怪しく笑いながら地に足をつけたマーガレッドは、倒れるシュウを後ろから抱き締めると、愛おしそうに紺色の髪を撫でていた…




 「お前、またヴェインにやられるぞ?」


ローランは木の幹に背をつけたまま腕を組み、シュウを胸に抱くマーガレッドへと呆れたように呟いた…


その声にローランへと鋭い藍色の瞳を向ける…





 「大丈夫だよ。シュウはそんなに簡単に死んだりしないから。」



血の気のない掌で優しくシュウの頭を撫でるマーガレッドの言葉に、溜め息を吐きながらシュウへと目を向けたローランは、微かにだが驚いたように数回まばたきを繰り返した…
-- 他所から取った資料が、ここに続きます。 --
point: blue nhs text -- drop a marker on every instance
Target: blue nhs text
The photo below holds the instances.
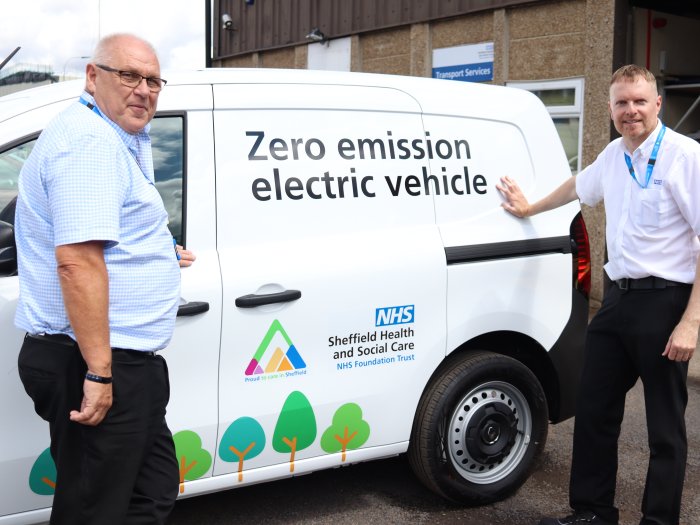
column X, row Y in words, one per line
column 395, row 315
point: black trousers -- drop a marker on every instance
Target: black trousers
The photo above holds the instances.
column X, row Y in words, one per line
column 624, row 342
column 122, row 471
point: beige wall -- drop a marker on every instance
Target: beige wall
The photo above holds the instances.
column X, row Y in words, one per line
column 545, row 41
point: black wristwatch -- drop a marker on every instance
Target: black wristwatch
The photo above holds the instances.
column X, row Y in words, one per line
column 97, row 379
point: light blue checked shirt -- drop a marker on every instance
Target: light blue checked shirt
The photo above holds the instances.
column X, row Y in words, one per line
column 87, row 179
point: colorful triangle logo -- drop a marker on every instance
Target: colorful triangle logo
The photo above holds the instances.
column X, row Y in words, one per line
column 282, row 355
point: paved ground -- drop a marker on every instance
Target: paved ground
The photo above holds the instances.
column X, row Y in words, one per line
column 386, row 492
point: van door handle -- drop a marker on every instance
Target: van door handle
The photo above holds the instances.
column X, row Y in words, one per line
column 253, row 300
column 192, row 308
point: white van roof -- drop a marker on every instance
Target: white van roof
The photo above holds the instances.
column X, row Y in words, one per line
column 447, row 97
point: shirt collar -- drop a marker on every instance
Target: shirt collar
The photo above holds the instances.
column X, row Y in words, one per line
column 129, row 139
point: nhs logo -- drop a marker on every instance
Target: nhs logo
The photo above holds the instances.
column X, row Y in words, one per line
column 394, row 315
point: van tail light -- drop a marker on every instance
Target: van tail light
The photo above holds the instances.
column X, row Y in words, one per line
column 581, row 256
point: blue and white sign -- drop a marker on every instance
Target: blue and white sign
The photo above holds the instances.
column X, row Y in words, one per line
column 470, row 63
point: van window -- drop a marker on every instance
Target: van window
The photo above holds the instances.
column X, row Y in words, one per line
column 11, row 162
column 167, row 139
column 564, row 101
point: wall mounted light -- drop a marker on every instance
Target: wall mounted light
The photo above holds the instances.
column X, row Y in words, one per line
column 227, row 22
column 316, row 35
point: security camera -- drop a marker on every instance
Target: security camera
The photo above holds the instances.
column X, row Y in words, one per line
column 227, row 21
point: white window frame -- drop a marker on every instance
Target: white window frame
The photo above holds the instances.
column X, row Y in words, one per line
column 571, row 111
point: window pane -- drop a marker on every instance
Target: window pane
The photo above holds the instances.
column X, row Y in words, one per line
column 11, row 162
column 556, row 97
column 568, row 127
column 168, row 165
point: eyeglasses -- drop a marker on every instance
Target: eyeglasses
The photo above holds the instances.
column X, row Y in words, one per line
column 131, row 79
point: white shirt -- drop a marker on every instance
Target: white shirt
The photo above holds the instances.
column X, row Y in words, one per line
column 652, row 230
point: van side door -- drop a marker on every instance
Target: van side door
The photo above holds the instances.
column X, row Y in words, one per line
column 333, row 275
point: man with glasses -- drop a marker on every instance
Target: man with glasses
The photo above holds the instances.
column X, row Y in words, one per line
column 100, row 287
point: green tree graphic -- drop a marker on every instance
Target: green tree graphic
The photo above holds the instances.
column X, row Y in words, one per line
column 347, row 431
column 244, row 438
column 42, row 477
column 296, row 426
column 194, row 461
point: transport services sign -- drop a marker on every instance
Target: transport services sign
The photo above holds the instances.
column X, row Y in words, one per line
column 470, row 63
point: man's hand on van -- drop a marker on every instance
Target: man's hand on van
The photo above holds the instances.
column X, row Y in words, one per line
column 185, row 257
column 515, row 202
column 518, row 205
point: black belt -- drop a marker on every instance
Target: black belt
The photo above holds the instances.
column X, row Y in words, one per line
column 65, row 340
column 646, row 283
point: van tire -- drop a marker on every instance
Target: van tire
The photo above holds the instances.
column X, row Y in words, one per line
column 496, row 401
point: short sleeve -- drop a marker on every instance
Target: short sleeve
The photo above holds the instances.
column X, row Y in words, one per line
column 86, row 187
column 589, row 182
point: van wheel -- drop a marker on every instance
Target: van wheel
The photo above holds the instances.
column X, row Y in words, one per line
column 480, row 425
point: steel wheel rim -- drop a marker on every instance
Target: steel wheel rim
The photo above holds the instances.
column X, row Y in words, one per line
column 481, row 422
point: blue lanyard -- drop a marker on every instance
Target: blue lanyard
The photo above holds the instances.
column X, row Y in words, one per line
column 90, row 106
column 652, row 159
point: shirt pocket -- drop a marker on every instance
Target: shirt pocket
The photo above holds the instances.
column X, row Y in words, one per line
column 653, row 208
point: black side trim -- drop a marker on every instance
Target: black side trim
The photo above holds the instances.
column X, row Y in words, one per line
column 505, row 250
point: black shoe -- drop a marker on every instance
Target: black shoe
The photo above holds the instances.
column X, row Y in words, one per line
column 577, row 518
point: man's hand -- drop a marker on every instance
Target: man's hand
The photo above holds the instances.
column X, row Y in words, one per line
column 683, row 341
column 185, row 257
column 97, row 400
column 515, row 202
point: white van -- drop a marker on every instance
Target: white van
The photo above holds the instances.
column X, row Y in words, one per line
column 358, row 291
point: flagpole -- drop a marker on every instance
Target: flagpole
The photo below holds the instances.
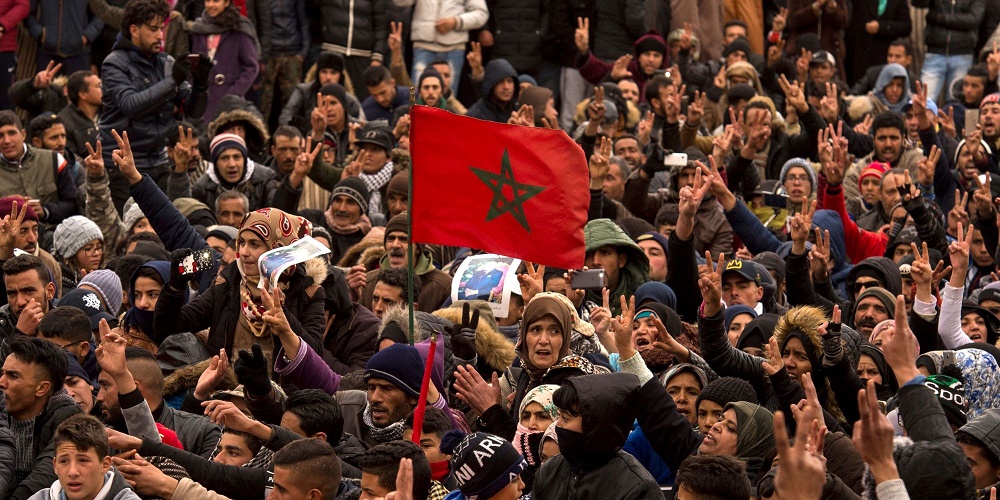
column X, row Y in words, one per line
column 409, row 228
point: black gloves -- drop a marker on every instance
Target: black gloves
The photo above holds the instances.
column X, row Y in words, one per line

何故ならば、心臓を貫いたはずなのに出血はそれ程なく、胸の辺りをほんの少し赤く染めただけだったからだ…


確かに、鋭き武器となった枝はシュウの胸を捕らえた…


その証拠にシュウの服は破れている…


なのにそこから見える彼の肌には傷の痕すら残っていない…







 「これで証明できたんだ。漆黒のDRAGONは主を殺る事だけじゃ我が物にはできないって事が……だから大丈夫だよ………」


そう言うと、まるでお気に入りのぬいぐるみを抱き締めるようにシュウの体に回す腕に力を込める…






 「もうすぐで僕達の物になる……漆黒のDRAGONが……そして、主であるシュウが………」


 「フンッ……」


シュウの肩に顎を乗せ、楽しそうに呟くマーガレッド…


そんな彼女を見て、ローランは鼻で笑うとそっぽを向いた…





 「ん?そう言えばさ、ピアス、どうしたの?」


そっぽを向くローランへと目を向けると、不思議そうに首を傾げるマーガレッド。


シュウを地に寝かせるとローランに歩み寄る…




近づいたマーガレッドは背伸びをしローランの右耳のピアスを見つめる。


前まで確かに2つあった丸いピアスだが、今は1つしかなくなっていた。




 「ねぇどうしたのさ?」


 「さぁな……」


何も言わないローランに抱きつき甘えるように問うが、ローランは答えようとはしなかった。